El día 5 de otro agosto, esta vez de 1977, falleció Doña Rosario García Calviño. Había nacido en España, el 1ro. de agosto de 1899. Llegó al país en 1917, radicándose en esta ciudad, como trabajadora doméstica en la Casa Pastoral del Primer Templo Bautista de Santiago de Cuba. En 1927 contrae matrimonio con el Reverendo Don Francisco País Pesqueira, de cuya unión nacieron tres hijos: Frank, Agustín y Josué. Los tres combatieron desde la clandestinidad a la tiranía batistiana.

Josué, el menor, con solo 19 años, cayó el 30 de junio de 1957, junto a sus compañeros Salvador Pascual y Floromiro Bistel, en enfrentamiento contra la jauría batistiana.
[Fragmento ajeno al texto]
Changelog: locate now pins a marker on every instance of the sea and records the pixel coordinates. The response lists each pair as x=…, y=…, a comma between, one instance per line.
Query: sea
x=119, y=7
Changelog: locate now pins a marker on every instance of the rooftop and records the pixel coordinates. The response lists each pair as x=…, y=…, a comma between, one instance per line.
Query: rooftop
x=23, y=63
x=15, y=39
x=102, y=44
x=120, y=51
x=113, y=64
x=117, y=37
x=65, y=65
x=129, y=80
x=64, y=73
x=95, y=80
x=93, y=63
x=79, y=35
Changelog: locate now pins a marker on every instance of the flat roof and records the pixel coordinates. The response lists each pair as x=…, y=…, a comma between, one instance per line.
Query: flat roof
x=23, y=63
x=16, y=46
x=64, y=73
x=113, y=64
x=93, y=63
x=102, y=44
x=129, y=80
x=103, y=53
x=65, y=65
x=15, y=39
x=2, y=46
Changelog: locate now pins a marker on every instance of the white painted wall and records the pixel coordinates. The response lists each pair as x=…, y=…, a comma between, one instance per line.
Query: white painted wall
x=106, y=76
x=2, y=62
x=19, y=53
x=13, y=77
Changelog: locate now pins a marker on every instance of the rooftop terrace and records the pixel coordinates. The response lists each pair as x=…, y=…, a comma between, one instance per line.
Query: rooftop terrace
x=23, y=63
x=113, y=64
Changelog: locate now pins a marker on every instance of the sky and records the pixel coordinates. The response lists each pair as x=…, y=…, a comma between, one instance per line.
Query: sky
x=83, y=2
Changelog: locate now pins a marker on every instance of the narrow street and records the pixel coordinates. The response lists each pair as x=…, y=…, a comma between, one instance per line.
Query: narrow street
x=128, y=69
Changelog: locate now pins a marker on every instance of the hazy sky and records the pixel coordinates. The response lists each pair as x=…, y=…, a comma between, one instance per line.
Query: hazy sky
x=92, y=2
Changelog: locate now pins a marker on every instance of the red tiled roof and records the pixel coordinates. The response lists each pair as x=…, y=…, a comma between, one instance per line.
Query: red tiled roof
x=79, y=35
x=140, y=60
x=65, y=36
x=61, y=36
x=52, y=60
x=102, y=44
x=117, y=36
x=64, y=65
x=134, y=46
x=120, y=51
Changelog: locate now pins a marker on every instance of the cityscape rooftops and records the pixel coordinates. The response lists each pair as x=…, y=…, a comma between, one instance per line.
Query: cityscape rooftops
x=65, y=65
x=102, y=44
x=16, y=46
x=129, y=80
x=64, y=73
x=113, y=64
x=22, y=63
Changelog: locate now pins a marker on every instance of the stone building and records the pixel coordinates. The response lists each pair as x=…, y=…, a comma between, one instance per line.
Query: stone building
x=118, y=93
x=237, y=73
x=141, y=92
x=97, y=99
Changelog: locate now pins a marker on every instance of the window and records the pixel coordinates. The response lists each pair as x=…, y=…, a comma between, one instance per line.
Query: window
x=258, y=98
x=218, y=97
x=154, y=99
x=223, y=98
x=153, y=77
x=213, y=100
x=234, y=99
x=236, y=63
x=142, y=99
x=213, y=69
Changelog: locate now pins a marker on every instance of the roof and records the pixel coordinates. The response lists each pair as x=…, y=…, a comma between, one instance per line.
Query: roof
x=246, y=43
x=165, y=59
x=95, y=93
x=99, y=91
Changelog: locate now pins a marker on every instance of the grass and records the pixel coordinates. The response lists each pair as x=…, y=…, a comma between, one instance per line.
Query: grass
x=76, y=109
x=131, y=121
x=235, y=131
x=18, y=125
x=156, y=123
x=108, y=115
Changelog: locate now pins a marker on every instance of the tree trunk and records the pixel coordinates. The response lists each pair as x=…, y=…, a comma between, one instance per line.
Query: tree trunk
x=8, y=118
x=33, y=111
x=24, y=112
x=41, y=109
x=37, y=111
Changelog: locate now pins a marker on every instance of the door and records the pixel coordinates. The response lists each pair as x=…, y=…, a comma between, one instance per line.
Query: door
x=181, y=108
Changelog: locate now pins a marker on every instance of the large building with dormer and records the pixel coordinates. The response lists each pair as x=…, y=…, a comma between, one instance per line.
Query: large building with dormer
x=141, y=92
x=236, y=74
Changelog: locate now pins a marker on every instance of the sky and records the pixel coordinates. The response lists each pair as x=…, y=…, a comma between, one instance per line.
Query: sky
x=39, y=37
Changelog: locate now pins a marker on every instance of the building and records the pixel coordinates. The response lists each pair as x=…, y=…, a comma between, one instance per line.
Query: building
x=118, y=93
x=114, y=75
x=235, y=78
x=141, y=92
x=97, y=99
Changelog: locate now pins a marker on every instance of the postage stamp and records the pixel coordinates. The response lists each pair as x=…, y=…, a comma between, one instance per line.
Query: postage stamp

Frank cayó un mes después, el 30 de julio, cuando, aún sin cumplir los 23 años, era máximo jefe del Movimiento Revolucionario 26 de Julio en el llano.

Ante la muerte de sus hijos, Doña Rosario actuó con valentía, como digna madre que entregaba su descendencia por la libertad de la Patria.

Luego del triunfo, esta mujer incrementó su patriotismo y defendió la obra revolucionaria.

En otro agosto, el día 25, de 1987, dejó de existir la combatiente revolucionaria Gloria Cuadras de la Cruz. Había nacido el 18 de julio de 1911, en esta ciudad.

Mujer de estirpe bravía. Combatió a las tiranías machadista y batistiana. Compañera de lucha del insigne revolucionario Antonio Guiteras Holmes. Militó en las filas del Partido del Pueblo Cubano (Ortodoxo).

Desde los primeros días que siguieron al asalto al cuartel Moncada, se solidarizó con los participantes, luchó por la preservación de los restos de los jóvenes asesinados y desde su programa radial Cuba Libre, en la Emisora Provincial, acusó a los esbirros, desentrañó las mentiras de Batista, Tabernilla y Chaviano, y llamó al pueblo a la lucha por la libertad cubana.

Al constituirse, en 1955, el Movimiento Revolucionario 26 de Julio en la provincia, ocupó el cargo de Responsable de Propaganda en Oriente. Formó parte del Estado Mayor que, bajo la jefatura de Frank País, dirigió el alzamiento del 30 de noviembre de 1956 en Santiago de Cuba, primera acción armada de la juventud cubana después del 26 de julio de 1953, cuyo objetivo fue apoyar el desembarco del Granma, con Fidel al frente.

Gloria Cuadras fue detenida en varias ocasiones, golpeada por los esbirros, ante quienes luchó, incluso marcando con sus dientes a uno de los más connotados asesinos.

En 1958, se incorpora al Segundo Frente Oriental que llevara el nombre de su admirado jefe Frank País.

Desde el mismo triunfo de la Revolución, dedicó toda su vida a la construcción y defensa de la obra por la cual había luchado. Integrante del Comité Provincial del Partido, delegada a los dos primeros congresos del Partido, revolucionaria inclaudicable, santiaguera de corazón.

Así, América Labadí Arce, Doña Rosario García Calviño y Gloria Cuadras de la Cruz, fueron flores sepultadas en distintos agostos. Aún así no las recordamos como flores marchitas. Las imaginamos juntas, como ramo frondoso adornando el jardín de la libertad cubana. Transmitiendo su fragancia a las nuevas generaciones, depositarias de la obra que ellas ungieron con la miel de su cariño.